Nigeria’s socioeconomic development and growth has remained stunted, basically due to the country’s faulty education sector
The founder of School Development Support International (SDS) Limited, Anthony Nwachukwu Isiani, who stated this, while addressing journalists at his corporate headquarters, in Amuwo-Odofin, Lagos, said in his quest to address the seeming lacuna in the sector, developed a concept called The Trinity of Human Development thus: agriculture, education and engineering.
Isiani regretted that these areas have remained the bane of the country’s development because of the lip-service being paid to these sectors by all tiers of government including the organised private sector.
He noted that if any country earmarks resources to these areas and pays critical attention to same, such country will be transformed and succeeds in every sector.
To his credit and that of his team, Isiani, through SDS has been able to craft and design over nine homegrown solutions to not just aid teaching, but to make it fun-filled, fulfilling, enjoyable, and seamless to cheer about.
While taking the media crew on the tour of the facility, they were stunned by the different inventions, most of which were all originally manufactured by the SDS team.
From writing desks, chairs and tables, laboratory rooms, theme park for children’s gaming and learning, remote controlled audiovisual learning and monitoring screens, to writing tablets, markers, door accessories, display boards, lockers, mini table tennis court for toddlers, it was indeed, something not commonplace and totally foreign to Nigeria.
Interestingly, all SDS products from chairs, desks, writing tablets, markers, audiovisual equipment are crafted and designed with the school environment in mind.
“SDS was born 27 years ago in June,” Isiani recalled, adding that the company was indeed a child of necessity.

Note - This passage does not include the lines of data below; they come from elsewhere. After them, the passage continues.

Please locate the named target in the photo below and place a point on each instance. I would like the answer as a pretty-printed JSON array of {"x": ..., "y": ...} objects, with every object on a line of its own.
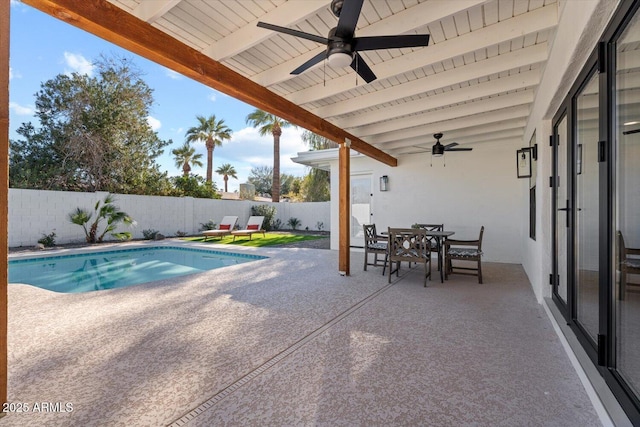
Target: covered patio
[
  {"x": 263, "y": 346},
  {"x": 254, "y": 345}
]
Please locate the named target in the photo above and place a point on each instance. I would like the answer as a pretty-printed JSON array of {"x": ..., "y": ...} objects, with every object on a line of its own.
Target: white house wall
[{"x": 462, "y": 190}]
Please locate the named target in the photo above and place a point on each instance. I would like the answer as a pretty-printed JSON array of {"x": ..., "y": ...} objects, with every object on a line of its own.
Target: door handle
[{"x": 567, "y": 209}]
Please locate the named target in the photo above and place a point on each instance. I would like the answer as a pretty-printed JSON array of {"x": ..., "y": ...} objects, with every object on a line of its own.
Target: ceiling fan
[
  {"x": 438, "y": 149},
  {"x": 343, "y": 47}
]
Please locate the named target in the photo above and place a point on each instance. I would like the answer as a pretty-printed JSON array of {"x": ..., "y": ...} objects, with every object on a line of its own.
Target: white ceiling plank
[
  {"x": 409, "y": 20},
  {"x": 467, "y": 94},
  {"x": 537, "y": 20},
  {"x": 250, "y": 35},
  {"x": 150, "y": 11},
  {"x": 462, "y": 110},
  {"x": 533, "y": 54},
  {"x": 464, "y": 122},
  {"x": 455, "y": 133}
]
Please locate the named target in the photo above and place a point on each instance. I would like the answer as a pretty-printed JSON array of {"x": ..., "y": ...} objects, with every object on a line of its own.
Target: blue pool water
[{"x": 120, "y": 268}]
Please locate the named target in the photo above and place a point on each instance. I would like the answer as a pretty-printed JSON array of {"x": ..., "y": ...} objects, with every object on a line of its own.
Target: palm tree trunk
[
  {"x": 209, "y": 159},
  {"x": 275, "y": 188}
]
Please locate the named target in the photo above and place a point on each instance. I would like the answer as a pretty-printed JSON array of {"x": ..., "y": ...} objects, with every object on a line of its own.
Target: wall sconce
[{"x": 384, "y": 183}]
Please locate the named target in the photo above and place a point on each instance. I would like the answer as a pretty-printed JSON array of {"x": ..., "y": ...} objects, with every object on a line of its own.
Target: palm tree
[
  {"x": 226, "y": 171},
  {"x": 185, "y": 157},
  {"x": 268, "y": 123},
  {"x": 212, "y": 132}
]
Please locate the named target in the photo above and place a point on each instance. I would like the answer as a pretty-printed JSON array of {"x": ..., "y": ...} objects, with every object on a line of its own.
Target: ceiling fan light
[
  {"x": 340, "y": 60},
  {"x": 437, "y": 150}
]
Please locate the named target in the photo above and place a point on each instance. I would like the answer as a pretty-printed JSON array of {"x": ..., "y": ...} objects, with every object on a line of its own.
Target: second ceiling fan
[{"x": 342, "y": 45}]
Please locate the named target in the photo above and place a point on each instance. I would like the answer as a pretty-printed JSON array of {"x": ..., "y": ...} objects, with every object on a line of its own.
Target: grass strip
[{"x": 257, "y": 240}]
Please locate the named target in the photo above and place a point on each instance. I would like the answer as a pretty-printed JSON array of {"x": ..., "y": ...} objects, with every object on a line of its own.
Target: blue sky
[{"x": 56, "y": 48}]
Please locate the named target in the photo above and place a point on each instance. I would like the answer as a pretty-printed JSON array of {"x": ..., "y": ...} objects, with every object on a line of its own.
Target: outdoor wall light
[{"x": 384, "y": 183}]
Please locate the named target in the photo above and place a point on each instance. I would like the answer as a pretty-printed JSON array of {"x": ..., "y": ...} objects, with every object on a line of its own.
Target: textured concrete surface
[{"x": 287, "y": 341}]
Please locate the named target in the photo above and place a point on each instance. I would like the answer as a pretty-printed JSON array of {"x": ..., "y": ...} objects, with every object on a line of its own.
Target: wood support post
[
  {"x": 4, "y": 191},
  {"x": 344, "y": 208}
]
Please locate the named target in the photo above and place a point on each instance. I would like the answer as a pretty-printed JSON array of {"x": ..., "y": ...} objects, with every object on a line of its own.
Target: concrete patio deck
[{"x": 287, "y": 341}]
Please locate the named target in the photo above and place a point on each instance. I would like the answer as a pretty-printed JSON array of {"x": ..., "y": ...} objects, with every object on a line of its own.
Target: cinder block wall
[{"x": 34, "y": 213}]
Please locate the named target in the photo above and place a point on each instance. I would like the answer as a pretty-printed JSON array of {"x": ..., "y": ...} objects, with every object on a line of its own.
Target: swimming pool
[{"x": 94, "y": 271}]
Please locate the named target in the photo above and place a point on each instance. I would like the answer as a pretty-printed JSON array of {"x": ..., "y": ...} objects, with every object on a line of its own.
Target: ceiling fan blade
[
  {"x": 310, "y": 63},
  {"x": 362, "y": 68},
  {"x": 292, "y": 32},
  {"x": 348, "y": 18},
  {"x": 390, "y": 42}
]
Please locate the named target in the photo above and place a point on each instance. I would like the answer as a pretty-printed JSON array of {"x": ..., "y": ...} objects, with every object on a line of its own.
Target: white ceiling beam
[
  {"x": 516, "y": 112},
  {"x": 290, "y": 13},
  {"x": 528, "y": 23},
  {"x": 510, "y": 61},
  {"x": 151, "y": 11},
  {"x": 463, "y": 110},
  {"x": 401, "y": 23}
]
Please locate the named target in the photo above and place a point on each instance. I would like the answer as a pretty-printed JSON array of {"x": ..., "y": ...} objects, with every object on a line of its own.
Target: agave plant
[{"x": 103, "y": 211}]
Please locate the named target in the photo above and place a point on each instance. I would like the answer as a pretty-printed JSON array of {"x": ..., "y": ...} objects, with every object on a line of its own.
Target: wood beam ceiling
[{"x": 125, "y": 30}]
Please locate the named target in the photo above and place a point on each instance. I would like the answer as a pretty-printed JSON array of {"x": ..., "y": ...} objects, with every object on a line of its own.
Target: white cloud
[
  {"x": 21, "y": 110},
  {"x": 172, "y": 74},
  {"x": 154, "y": 123},
  {"x": 247, "y": 146},
  {"x": 77, "y": 63}
]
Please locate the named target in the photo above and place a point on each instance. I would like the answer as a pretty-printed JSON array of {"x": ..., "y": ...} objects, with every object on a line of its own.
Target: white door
[{"x": 360, "y": 207}]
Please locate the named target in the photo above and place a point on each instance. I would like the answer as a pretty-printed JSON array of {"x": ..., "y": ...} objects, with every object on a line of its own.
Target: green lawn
[{"x": 257, "y": 240}]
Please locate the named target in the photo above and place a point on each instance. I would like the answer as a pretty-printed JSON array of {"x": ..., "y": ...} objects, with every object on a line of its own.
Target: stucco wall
[
  {"x": 462, "y": 190},
  {"x": 33, "y": 213}
]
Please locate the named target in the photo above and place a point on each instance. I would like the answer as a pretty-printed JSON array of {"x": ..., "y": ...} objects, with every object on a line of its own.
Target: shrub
[
  {"x": 150, "y": 234},
  {"x": 48, "y": 240},
  {"x": 104, "y": 210},
  {"x": 294, "y": 223},
  {"x": 268, "y": 212}
]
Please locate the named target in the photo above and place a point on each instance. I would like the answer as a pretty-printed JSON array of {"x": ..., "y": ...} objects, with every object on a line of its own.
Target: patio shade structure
[{"x": 475, "y": 81}]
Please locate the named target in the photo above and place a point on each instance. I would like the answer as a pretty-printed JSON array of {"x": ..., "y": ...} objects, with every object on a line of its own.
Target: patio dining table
[{"x": 441, "y": 236}]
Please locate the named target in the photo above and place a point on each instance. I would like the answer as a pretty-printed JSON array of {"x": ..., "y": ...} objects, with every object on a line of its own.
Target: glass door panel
[
  {"x": 586, "y": 168},
  {"x": 627, "y": 206},
  {"x": 562, "y": 211}
]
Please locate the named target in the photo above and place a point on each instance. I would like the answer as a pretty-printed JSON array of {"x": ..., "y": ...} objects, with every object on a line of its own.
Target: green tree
[
  {"x": 270, "y": 124},
  {"x": 195, "y": 186},
  {"x": 227, "y": 171},
  {"x": 93, "y": 134},
  {"x": 262, "y": 179},
  {"x": 185, "y": 157},
  {"x": 212, "y": 132},
  {"x": 103, "y": 211},
  {"x": 316, "y": 185}
]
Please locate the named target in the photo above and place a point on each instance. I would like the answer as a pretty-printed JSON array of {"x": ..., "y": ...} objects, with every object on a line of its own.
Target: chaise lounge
[
  {"x": 224, "y": 229},
  {"x": 254, "y": 225}
]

“I was 28 years old when I set up SDS International. I didn’t plan to go into teaching in the first place but it was through divine direction that I found myself inside the classroom and I became a classroom teacher par excellence.

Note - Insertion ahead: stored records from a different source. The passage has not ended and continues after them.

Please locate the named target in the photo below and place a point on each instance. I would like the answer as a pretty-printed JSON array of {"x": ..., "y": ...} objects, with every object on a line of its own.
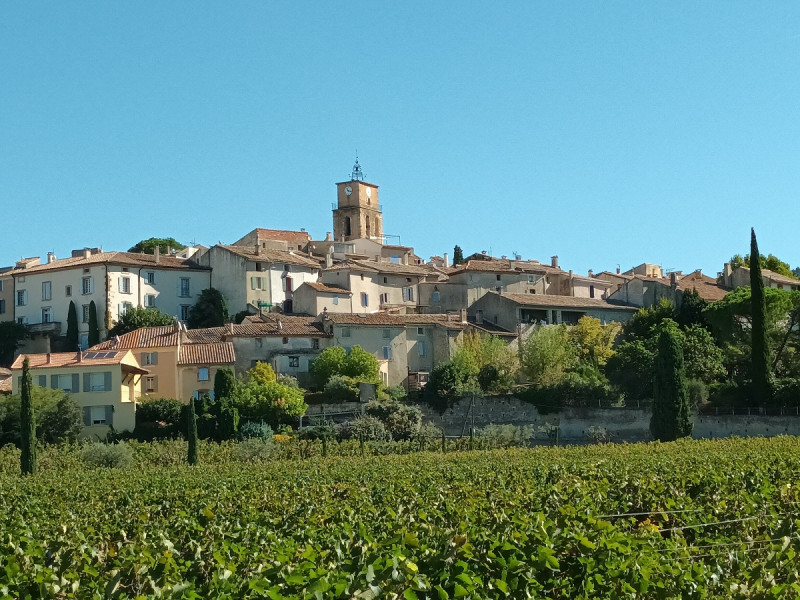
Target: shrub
[
  {"x": 255, "y": 430},
  {"x": 341, "y": 389},
  {"x": 115, "y": 456},
  {"x": 253, "y": 450},
  {"x": 365, "y": 427}
]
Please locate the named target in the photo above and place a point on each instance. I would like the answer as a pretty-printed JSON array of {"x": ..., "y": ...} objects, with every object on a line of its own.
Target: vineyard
[{"x": 685, "y": 520}]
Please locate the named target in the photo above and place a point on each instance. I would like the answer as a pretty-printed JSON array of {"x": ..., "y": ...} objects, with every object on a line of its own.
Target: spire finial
[{"x": 357, "y": 174}]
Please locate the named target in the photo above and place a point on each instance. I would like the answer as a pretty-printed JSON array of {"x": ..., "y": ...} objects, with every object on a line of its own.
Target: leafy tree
[
  {"x": 262, "y": 373},
  {"x": 593, "y": 341},
  {"x": 210, "y": 310},
  {"x": 136, "y": 318},
  {"x": 149, "y": 245},
  {"x": 27, "y": 423},
  {"x": 458, "y": 255},
  {"x": 760, "y": 349},
  {"x": 11, "y": 336},
  {"x": 670, "y": 419},
  {"x": 547, "y": 355},
  {"x": 94, "y": 327},
  {"x": 191, "y": 433},
  {"x": 72, "y": 340},
  {"x": 327, "y": 364}
]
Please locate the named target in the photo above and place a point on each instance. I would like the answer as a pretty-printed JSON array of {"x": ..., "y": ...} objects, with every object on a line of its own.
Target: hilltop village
[{"x": 290, "y": 297}]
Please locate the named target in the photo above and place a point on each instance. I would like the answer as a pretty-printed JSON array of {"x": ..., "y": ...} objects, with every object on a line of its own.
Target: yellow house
[
  {"x": 181, "y": 362},
  {"x": 104, "y": 384}
]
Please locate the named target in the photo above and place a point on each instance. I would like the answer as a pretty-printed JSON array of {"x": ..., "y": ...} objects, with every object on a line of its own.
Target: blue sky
[{"x": 606, "y": 133}]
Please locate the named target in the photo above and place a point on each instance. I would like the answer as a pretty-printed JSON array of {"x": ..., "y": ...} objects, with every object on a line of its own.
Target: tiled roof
[
  {"x": 271, "y": 255},
  {"x": 378, "y": 267},
  {"x": 219, "y": 353},
  {"x": 279, "y": 326},
  {"x": 327, "y": 289},
  {"x": 68, "y": 359},
  {"x": 129, "y": 259},
  {"x": 563, "y": 301},
  {"x": 707, "y": 287}
]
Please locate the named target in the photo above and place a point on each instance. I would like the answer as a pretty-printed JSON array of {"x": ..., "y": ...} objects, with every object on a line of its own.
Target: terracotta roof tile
[{"x": 218, "y": 353}]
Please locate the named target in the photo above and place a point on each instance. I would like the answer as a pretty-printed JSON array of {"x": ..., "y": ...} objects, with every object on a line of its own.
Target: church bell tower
[{"x": 358, "y": 213}]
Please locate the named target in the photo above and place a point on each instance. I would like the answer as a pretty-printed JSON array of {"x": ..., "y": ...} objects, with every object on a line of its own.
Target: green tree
[
  {"x": 136, "y": 318},
  {"x": 210, "y": 310},
  {"x": 191, "y": 433},
  {"x": 760, "y": 349},
  {"x": 149, "y": 245},
  {"x": 327, "y": 364},
  {"x": 94, "y": 327},
  {"x": 72, "y": 339},
  {"x": 458, "y": 255},
  {"x": 11, "y": 336},
  {"x": 547, "y": 355},
  {"x": 670, "y": 419},
  {"x": 27, "y": 423}
]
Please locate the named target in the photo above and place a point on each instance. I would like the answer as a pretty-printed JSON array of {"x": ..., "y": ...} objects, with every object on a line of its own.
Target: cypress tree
[
  {"x": 191, "y": 433},
  {"x": 94, "y": 328},
  {"x": 760, "y": 350},
  {"x": 72, "y": 328},
  {"x": 27, "y": 423},
  {"x": 670, "y": 419}
]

“But then, I knew that if I stayed there for 20 years or more, nobody was going to discover me, to the extent of making me a school principal because I didn’t have the requisite educational qualifications to stay in the classroom for that length of time. So with that in mind, I left teaching and joined an oil servicing company. But just within 30 months I resigned my appointment and decided to do exploits in the classroom,” he stressed.
The Enugu-born mechanical engineering graduate from the University of Nigeria Nsukka, who says he has all it takes to conveniently start a school of his own, said he totally jettisoned the idea because of its limiting factor.

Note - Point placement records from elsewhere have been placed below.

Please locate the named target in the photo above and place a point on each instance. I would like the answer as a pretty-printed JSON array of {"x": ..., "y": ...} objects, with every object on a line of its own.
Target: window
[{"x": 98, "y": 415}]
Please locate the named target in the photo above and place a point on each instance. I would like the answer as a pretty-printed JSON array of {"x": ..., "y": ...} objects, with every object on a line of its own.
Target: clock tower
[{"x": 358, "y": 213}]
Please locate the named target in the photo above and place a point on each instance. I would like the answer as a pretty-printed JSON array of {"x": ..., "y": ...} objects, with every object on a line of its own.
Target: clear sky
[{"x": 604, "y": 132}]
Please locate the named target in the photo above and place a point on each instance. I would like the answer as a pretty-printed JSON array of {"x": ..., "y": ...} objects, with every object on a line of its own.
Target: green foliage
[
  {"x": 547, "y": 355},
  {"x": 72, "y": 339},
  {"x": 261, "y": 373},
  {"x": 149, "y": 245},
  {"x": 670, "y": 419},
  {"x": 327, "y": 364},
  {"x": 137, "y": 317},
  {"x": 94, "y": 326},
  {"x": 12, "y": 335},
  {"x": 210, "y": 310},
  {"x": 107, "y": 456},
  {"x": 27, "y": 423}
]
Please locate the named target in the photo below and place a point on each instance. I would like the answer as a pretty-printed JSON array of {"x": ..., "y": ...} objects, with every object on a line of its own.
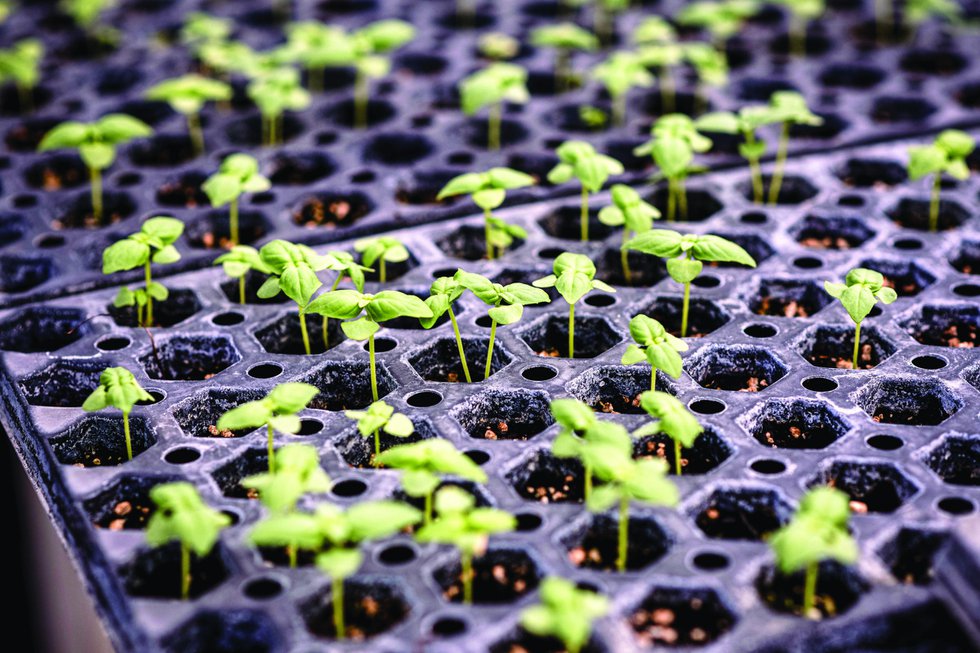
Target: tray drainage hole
[
  {"x": 113, "y": 344},
  {"x": 929, "y": 362},
  {"x": 424, "y": 399},
  {"x": 182, "y": 455},
  {"x": 265, "y": 371},
  {"x": 956, "y": 505},
  {"x": 885, "y": 442},
  {"x": 819, "y": 384}
]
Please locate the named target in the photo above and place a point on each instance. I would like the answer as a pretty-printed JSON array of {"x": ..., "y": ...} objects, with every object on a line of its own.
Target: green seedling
[
  {"x": 946, "y": 154},
  {"x": 424, "y": 463},
  {"x": 861, "y": 290},
  {"x": 817, "y": 532},
  {"x": 96, "y": 142},
  {"x": 276, "y": 411},
  {"x": 620, "y": 73},
  {"x": 238, "y": 174},
  {"x": 488, "y": 190},
  {"x": 631, "y": 212},
  {"x": 686, "y": 255},
  {"x": 153, "y": 243},
  {"x": 564, "y": 38},
  {"x": 579, "y": 160},
  {"x": 565, "y": 612},
  {"x": 187, "y": 95},
  {"x": 182, "y": 516},
  {"x": 466, "y": 527},
  {"x": 574, "y": 278},
  {"x": 673, "y": 420},
  {"x": 365, "y": 313},
  {"x": 489, "y": 88},
  {"x": 119, "y": 389},
  {"x": 506, "y": 303},
  {"x": 378, "y": 417}
]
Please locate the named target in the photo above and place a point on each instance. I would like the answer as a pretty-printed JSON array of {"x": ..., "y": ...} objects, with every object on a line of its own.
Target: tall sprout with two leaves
[
  {"x": 686, "y": 254},
  {"x": 573, "y": 278}
]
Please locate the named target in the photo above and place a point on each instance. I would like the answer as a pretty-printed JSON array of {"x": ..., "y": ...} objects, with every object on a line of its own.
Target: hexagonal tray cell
[
  {"x": 945, "y": 325},
  {"x": 907, "y": 400},
  {"x": 873, "y": 487},
  {"x": 371, "y": 607},
  {"x": 439, "y": 361},
  {"x": 190, "y": 358},
  {"x": 593, "y": 544},
  {"x": 501, "y": 575},
  {"x": 832, "y": 346},
  {"x": 99, "y": 441},
  {"x": 741, "y": 368},
  {"x": 42, "y": 329},
  {"x": 680, "y": 616},
  {"x": 742, "y": 513},
  {"x": 956, "y": 459}
]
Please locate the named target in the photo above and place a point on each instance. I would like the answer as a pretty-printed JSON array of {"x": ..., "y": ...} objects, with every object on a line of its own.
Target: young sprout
[
  {"x": 182, "y": 516},
  {"x": 466, "y": 527},
  {"x": 377, "y": 308},
  {"x": 506, "y": 303},
  {"x": 490, "y": 87},
  {"x": 574, "y": 278},
  {"x": 153, "y": 243},
  {"x": 631, "y": 212},
  {"x": 579, "y": 160},
  {"x": 565, "y": 38},
  {"x": 424, "y": 463},
  {"x": 685, "y": 254},
  {"x": 946, "y": 154},
  {"x": 673, "y": 420},
  {"x": 565, "y": 612},
  {"x": 117, "y": 388},
  {"x": 861, "y": 290},
  {"x": 619, "y": 74},
  {"x": 276, "y": 411},
  {"x": 20, "y": 64},
  {"x": 378, "y": 417},
  {"x": 96, "y": 142},
  {"x": 187, "y": 95},
  {"x": 488, "y": 190},
  {"x": 817, "y": 532}
]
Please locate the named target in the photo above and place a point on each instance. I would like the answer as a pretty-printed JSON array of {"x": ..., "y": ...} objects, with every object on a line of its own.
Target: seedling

“I have got all the requirements for me to start a formal school on my own but I dismissed the whole idea because it was going to limit my vision and scope. But rather opted to remain a solution provider to all schools, which is a more broad-based assignment for me. The most important thing for me as an engineer is I want to support the industry to the best of my ability.”
According to him, his vision is to support humanity as best he can, using his expertise in education engineering.